In 1893, Swami Vivekananda gave yoga a formal introduction to the West at the World Parliament of Religions in Chicago. The yoga-as-calisthenics model now offered at your local LA Fitness was specifically engineered at the turn of the century by teachers of classical Indian yoga as India's competitive counter to Europe's flashy new physical practices, like gymnastics and bodybuilding.

"[They] saw yoga as a way to reclaim their heritage, but also to become strong in body and mind as a way of preparing themselves to resist, en masse, colonial occupation," says Sarbacker. "Some people will argue that yoga today isn't authentic because it's been adapted in some ways to fit the modern world, but really, that's been the story of yoga throughout its history."

In another narrative, though, Westerners' continued practice of that physique-focused yoga that ignores yoga's complex history of influence on the Eastern world's religious belief systems exemplifies how our dominant culture still benefits from the colonial oppression that drove traditional Indian yoga teachers to sell a watered-down version of their practices.

According to Rajagopal, the essential differences between a typical, secular American yogi and a yogi who practices asana as an element of religious ritual are mostly just differences of context and scale.

"Let's say you wake up in the morning and you want to spend a half hour doing yoga, so you sit in one place on your mat, in a Western meditation style," he says. "You are doing yoga, in that time frame. But Hindus, they do it in the morning and the evening, and every day they do the worship of the Sun God. Everywhere, they're practicing yoga."

Swami Chandrashekharananda of the Portland Vedanta Society echoes these sentiments, saying, "Doctrines, dogmas, churches, Bibles—these are all secondary details. To manifest one's divinity is the goal of life."

And though studio-style yoga often functions as only a tiny piece of a huge spiritual puzzle, he says, it's not a bad place to start piecing things together.

In fact, Chandrashekharananda says that many members of his temple have backgrounds in Western yoga styles and came to Vedanta out of a desire to deepen the spiritual and existential questions their yoga practices were attempting to answer.
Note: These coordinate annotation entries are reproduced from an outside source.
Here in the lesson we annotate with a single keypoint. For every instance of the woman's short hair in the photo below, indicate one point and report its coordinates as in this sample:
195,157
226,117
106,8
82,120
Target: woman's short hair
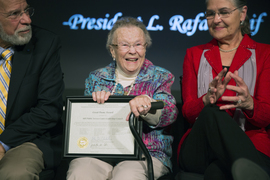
245,26
127,22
There's nothing wrong with someone being drawn to Western yoga primarily for its health benefits and comfortable stopping their exploration at that point, Chandrashekharananda says.

"Those who come to yoga are looking for something positive," he says. "Maybe it's not very articulated. But they sit and chant 'Om' and feel something—that's fine. But it's only class one."

But focusing on the perspective of these two swamis may itself be problematic.

Many contemporary yoga studio spaces borrow Hindu iconography, including depictions of the curved Sanskrit icon for "Om" and of the deities Shiva awnd Shakti, and some teachers include readings from the Yoga Sutras or the Bhagavad Gita. That's also problematic, since Western yoga culture's tokenization of Hindus as the knowledge-bearers of yoga leaves out the centuries-long exchange of ideas between yogic philosophy and other major Eastern religious movements like Buddhism and Jainism and the evidence that some yogic concepts originated with the Kemetic people of ancient Egypt.

Nothing exempts yoga-practicing members of the dominant culture from vetting their practices, seeking to expand their understanding of yoga's roots and using that education to work toward a practice that isn't reductive. Credit must be given to those who've shared their knowledge—not just your teachers and their teachers, but the centuries on centuries of Indian, East African, Chinese and Southeast Asian yoga practitioners who, because of how history's been written, will remain nameless to you.

But that's the beauty of the tradition, says Chandrashekharananda: Inclusivity is one steadfast rule in yoga. The philosophy is built on the idea that the path to enlightenment should be open to everyone.

"Light is shining for you," he says. "And for me also."